To get there, I need to lose 5.6 pounds of body fat, gain 3.4 pounds of lean mass, lose 2-1/4" around my waist and 5/8" around my hips.

Starting on August 11, 2013, I started Doing Alternate Day Intermittent Fasting.  To read more about that, click here.


  1. Have you ever seen the book "Carb Nite Solution" by John Kiefer? In it, he discusses using carb back-loading (having a high-carb meals and/or dessert the night before an athletic event) to shock the system, lowering blood glucose for the next few days afterward?

    I heard the podcast on Jimmy Moore's site:

    Dr. Kiefer says he developed this trick for sedentary diabetics, and it also works for athletes. I've been trying it on my husband, and it worked...right up until he took a pain-killer--that threw him off track. But we'll get up, brush the dust off, and keep trying.

    I don't know if you'll lose any weight from this, but Dr.

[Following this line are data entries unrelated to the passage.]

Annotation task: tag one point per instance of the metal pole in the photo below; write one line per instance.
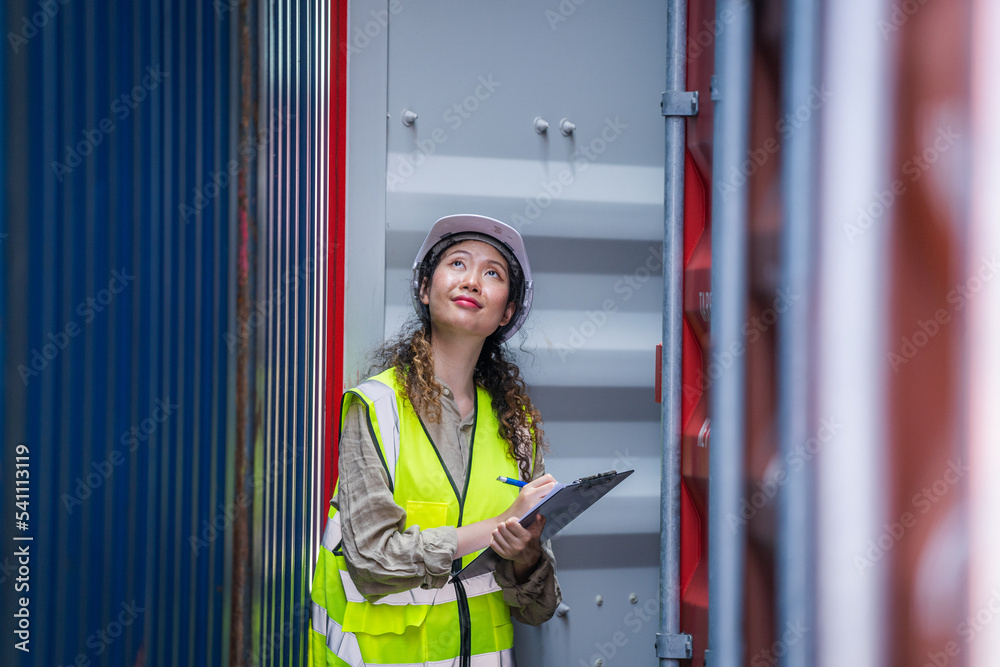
(796, 556)
(852, 309)
(726, 542)
(676, 105)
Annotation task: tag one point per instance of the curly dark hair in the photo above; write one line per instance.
(410, 354)
(520, 422)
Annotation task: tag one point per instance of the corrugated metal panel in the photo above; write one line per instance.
(125, 252)
(292, 236)
(127, 414)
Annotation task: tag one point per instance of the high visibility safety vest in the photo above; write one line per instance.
(461, 624)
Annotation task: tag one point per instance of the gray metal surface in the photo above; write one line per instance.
(590, 207)
(726, 540)
(367, 76)
(673, 314)
(796, 565)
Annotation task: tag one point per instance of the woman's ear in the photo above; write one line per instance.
(425, 298)
(508, 313)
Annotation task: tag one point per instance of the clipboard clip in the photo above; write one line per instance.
(596, 479)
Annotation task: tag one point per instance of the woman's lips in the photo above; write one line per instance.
(467, 301)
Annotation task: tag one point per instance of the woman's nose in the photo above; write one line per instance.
(470, 283)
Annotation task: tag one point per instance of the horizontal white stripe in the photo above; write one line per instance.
(332, 533)
(517, 179)
(503, 658)
(480, 585)
(343, 644)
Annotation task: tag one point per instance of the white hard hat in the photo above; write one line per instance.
(503, 237)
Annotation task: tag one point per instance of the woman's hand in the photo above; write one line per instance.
(529, 496)
(521, 545)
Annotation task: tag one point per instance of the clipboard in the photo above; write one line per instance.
(563, 504)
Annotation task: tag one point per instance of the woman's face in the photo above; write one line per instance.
(468, 291)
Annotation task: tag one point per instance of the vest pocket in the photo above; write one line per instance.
(426, 514)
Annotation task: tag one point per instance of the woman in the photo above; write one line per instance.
(421, 447)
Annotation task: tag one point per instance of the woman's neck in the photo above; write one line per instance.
(455, 362)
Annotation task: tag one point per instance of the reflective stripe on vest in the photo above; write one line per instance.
(479, 585)
(397, 629)
(345, 646)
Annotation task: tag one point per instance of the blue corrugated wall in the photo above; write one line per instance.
(161, 231)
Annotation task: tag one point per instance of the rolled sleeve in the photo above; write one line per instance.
(534, 601)
(383, 557)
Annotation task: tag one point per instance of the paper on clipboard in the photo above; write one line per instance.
(563, 504)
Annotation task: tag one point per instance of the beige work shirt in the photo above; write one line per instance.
(383, 558)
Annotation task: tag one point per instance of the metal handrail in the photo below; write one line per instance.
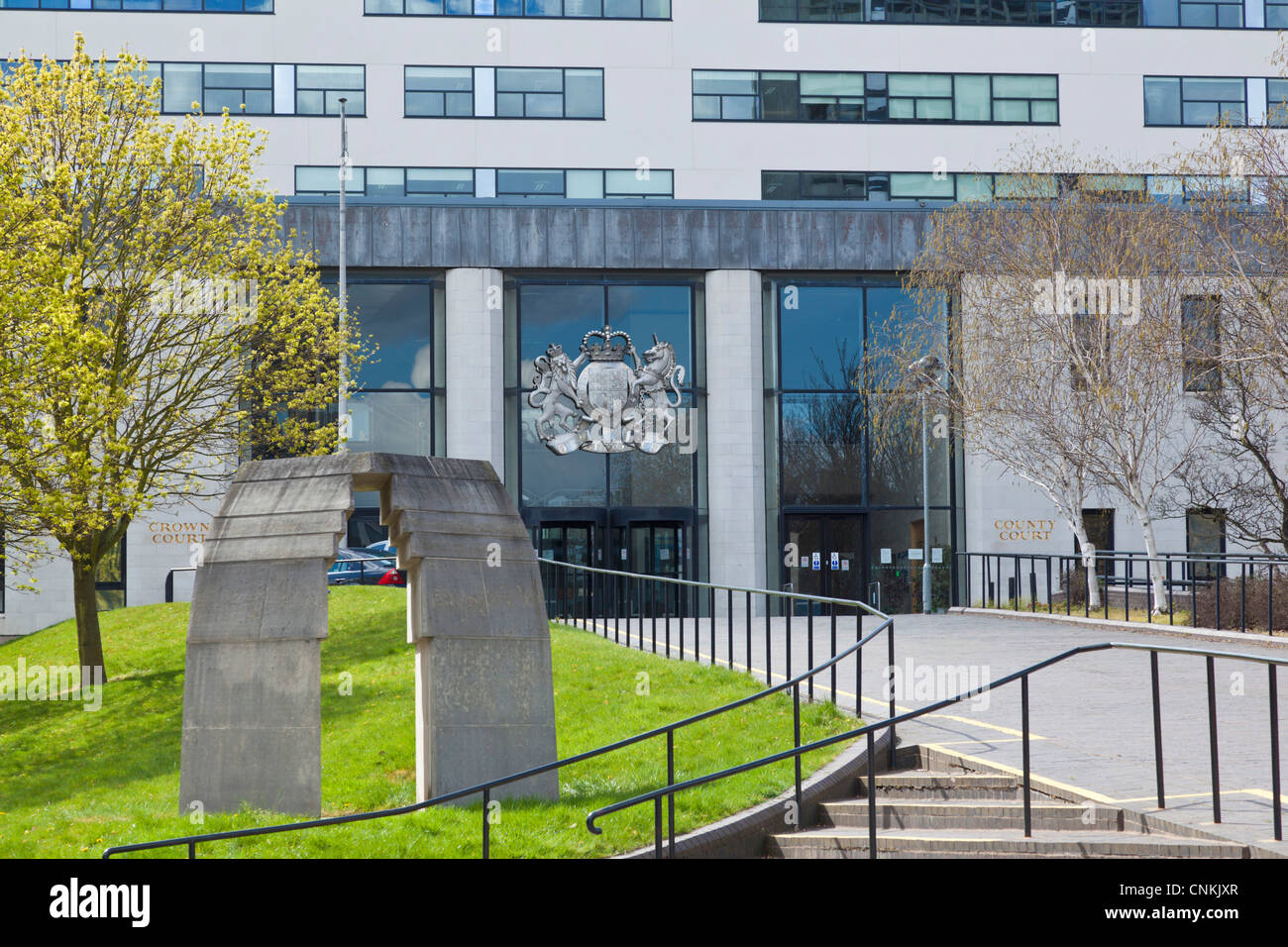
(191, 841)
(795, 595)
(1057, 566)
(1022, 677)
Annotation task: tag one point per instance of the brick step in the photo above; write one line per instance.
(919, 784)
(983, 814)
(1003, 843)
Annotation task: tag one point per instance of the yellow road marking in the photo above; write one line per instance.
(1257, 792)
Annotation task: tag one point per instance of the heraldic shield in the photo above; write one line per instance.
(599, 402)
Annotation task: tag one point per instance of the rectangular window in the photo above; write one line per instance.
(1099, 525)
(441, 182)
(570, 9)
(143, 5)
(261, 88)
(919, 97)
(874, 97)
(1276, 102)
(509, 182)
(110, 579)
(438, 93)
(1009, 13)
(1197, 101)
(724, 95)
(1090, 350)
(246, 89)
(1201, 343)
(318, 89)
(1205, 541)
(1212, 13)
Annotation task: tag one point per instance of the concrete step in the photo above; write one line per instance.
(919, 784)
(1003, 843)
(979, 813)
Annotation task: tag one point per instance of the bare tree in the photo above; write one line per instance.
(1064, 365)
(1236, 183)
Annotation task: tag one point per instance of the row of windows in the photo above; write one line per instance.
(1153, 13)
(1203, 101)
(460, 91)
(570, 9)
(926, 185)
(875, 97)
(1224, 14)
(1201, 344)
(143, 5)
(261, 88)
(487, 182)
(583, 183)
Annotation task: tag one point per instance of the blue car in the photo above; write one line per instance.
(365, 567)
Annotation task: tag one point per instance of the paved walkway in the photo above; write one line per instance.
(1091, 719)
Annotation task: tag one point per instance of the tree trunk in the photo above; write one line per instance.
(1089, 560)
(1155, 566)
(88, 637)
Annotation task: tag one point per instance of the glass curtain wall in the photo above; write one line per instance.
(630, 510)
(399, 402)
(845, 513)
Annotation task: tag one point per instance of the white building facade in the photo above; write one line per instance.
(745, 178)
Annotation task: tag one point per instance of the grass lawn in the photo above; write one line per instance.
(73, 783)
(1180, 616)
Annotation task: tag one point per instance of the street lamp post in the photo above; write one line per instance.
(923, 372)
(343, 395)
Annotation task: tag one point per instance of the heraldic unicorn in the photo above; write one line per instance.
(608, 407)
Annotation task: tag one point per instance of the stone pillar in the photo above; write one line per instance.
(476, 367)
(735, 429)
(252, 705)
(484, 705)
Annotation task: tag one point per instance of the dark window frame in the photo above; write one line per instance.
(65, 8)
(270, 89)
(522, 16)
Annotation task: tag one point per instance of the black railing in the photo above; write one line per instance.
(362, 577)
(979, 12)
(644, 611)
(1224, 591)
(870, 732)
(668, 731)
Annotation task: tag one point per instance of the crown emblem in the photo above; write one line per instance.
(600, 402)
(604, 350)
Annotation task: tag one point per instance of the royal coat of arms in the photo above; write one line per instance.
(608, 406)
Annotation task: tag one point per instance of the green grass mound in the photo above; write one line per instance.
(73, 783)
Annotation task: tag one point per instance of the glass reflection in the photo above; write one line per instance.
(822, 337)
(391, 421)
(399, 317)
(822, 449)
(563, 315)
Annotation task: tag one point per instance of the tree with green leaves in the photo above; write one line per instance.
(155, 322)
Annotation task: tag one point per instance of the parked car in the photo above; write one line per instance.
(365, 567)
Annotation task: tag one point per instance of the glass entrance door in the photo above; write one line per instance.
(656, 549)
(828, 557)
(567, 590)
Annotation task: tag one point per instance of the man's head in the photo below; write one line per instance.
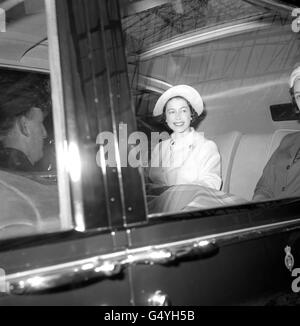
(294, 83)
(21, 118)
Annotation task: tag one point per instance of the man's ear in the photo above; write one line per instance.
(22, 123)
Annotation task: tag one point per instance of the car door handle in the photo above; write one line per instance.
(173, 254)
(68, 275)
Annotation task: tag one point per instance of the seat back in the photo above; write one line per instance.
(227, 145)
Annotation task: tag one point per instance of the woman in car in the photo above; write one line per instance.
(187, 157)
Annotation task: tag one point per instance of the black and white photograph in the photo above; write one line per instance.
(149, 155)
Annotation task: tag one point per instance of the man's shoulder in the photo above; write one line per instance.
(291, 138)
(14, 159)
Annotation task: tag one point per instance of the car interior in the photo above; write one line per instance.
(239, 61)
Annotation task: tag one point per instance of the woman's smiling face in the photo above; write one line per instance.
(178, 115)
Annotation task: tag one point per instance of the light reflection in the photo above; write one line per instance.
(88, 267)
(203, 243)
(36, 281)
(107, 267)
(74, 162)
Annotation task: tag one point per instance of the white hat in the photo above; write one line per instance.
(185, 91)
(294, 76)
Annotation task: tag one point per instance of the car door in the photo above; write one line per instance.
(230, 255)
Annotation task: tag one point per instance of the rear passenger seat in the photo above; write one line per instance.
(244, 158)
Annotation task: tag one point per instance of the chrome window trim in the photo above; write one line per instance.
(206, 35)
(58, 116)
(272, 4)
(108, 265)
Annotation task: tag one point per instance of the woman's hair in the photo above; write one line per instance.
(162, 118)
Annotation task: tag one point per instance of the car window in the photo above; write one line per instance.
(29, 189)
(238, 56)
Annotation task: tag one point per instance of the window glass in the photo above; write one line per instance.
(28, 175)
(221, 151)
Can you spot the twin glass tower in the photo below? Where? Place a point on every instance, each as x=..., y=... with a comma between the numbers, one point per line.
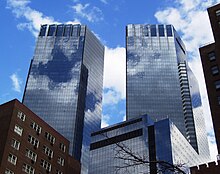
x=65, y=80
x=64, y=84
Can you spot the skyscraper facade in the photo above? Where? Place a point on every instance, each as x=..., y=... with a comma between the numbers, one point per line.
x=210, y=56
x=64, y=84
x=160, y=83
x=128, y=147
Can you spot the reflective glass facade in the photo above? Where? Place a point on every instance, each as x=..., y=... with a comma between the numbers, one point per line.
x=64, y=84
x=158, y=81
x=160, y=141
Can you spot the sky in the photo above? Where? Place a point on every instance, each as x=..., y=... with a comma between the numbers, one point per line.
x=107, y=19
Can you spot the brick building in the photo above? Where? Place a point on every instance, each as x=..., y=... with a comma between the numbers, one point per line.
x=29, y=145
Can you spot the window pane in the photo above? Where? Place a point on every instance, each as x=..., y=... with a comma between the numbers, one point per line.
x=52, y=29
x=169, y=30
x=161, y=30
x=60, y=30
x=214, y=70
x=18, y=130
x=67, y=31
x=211, y=56
x=43, y=30
x=217, y=85
x=153, y=30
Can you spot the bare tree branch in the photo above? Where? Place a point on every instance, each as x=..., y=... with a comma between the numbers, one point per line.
x=132, y=159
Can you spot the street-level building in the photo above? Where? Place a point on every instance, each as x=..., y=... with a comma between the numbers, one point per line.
x=115, y=149
x=160, y=83
x=64, y=84
x=210, y=57
x=30, y=145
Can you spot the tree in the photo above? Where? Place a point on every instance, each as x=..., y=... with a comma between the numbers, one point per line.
x=131, y=159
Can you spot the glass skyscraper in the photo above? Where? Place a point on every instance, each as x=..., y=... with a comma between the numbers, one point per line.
x=160, y=83
x=64, y=84
x=143, y=140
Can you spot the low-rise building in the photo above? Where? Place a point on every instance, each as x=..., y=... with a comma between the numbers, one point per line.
x=30, y=145
x=140, y=145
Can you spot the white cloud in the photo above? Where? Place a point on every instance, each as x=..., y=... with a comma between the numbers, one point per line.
x=34, y=19
x=115, y=71
x=191, y=20
x=92, y=14
x=111, y=97
x=105, y=119
x=104, y=1
x=16, y=82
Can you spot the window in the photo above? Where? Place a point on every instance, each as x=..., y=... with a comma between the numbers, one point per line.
x=215, y=70
x=62, y=147
x=49, y=137
x=21, y=115
x=211, y=56
x=31, y=155
x=161, y=30
x=52, y=29
x=12, y=159
x=153, y=30
x=7, y=171
x=43, y=30
x=18, y=130
x=48, y=151
x=67, y=30
x=45, y=165
x=15, y=144
x=59, y=172
x=169, y=30
x=217, y=13
x=60, y=29
x=60, y=161
x=36, y=127
x=217, y=84
x=28, y=169
x=34, y=141
x=218, y=100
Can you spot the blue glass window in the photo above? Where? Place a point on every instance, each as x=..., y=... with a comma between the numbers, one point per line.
x=43, y=30
x=145, y=31
x=215, y=70
x=52, y=29
x=161, y=30
x=169, y=30
x=67, y=31
x=153, y=30
x=59, y=30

Kiefer says it increases performance--I take that to mean energy levels and motivation in a sedentary person.

    If IF fails you, give this a try. I couple it with widely-spaced meals for pre-diabetic Hubby, and watched his blood sugar fall into the 80's (until the pain killer pill for his ankle injury). It shot back up into the 120's, but should fall again as we resume his new eating regimen.

    Not only do all opioids kill good BG control, but they also kill ketosis. Remember that next time you take so much as an aspirin for anything.

  2. Hi Rebecca. I have been enjoying your posts. I was wondering what supplements you are taking for decreasing blood sugars, if any. I have started Glycosolve (Jimmy Moore wrote about it) to see if it would make any difference in my morning sugars. If I don't eat Ketosis my mornings sugars can be anywhere from high 90's to low 120's. I have only been taking it for a couple of weeks. Hopefully in the next couple of weeks I will see some results. I just wanted to know if you have any experience with it?

    1. Hi, kg!

      My blood sugar is 100% controlled by eating high fat, moderate protein and very low carb, so I have not had the need to use any medication. Let me know how it goes for you!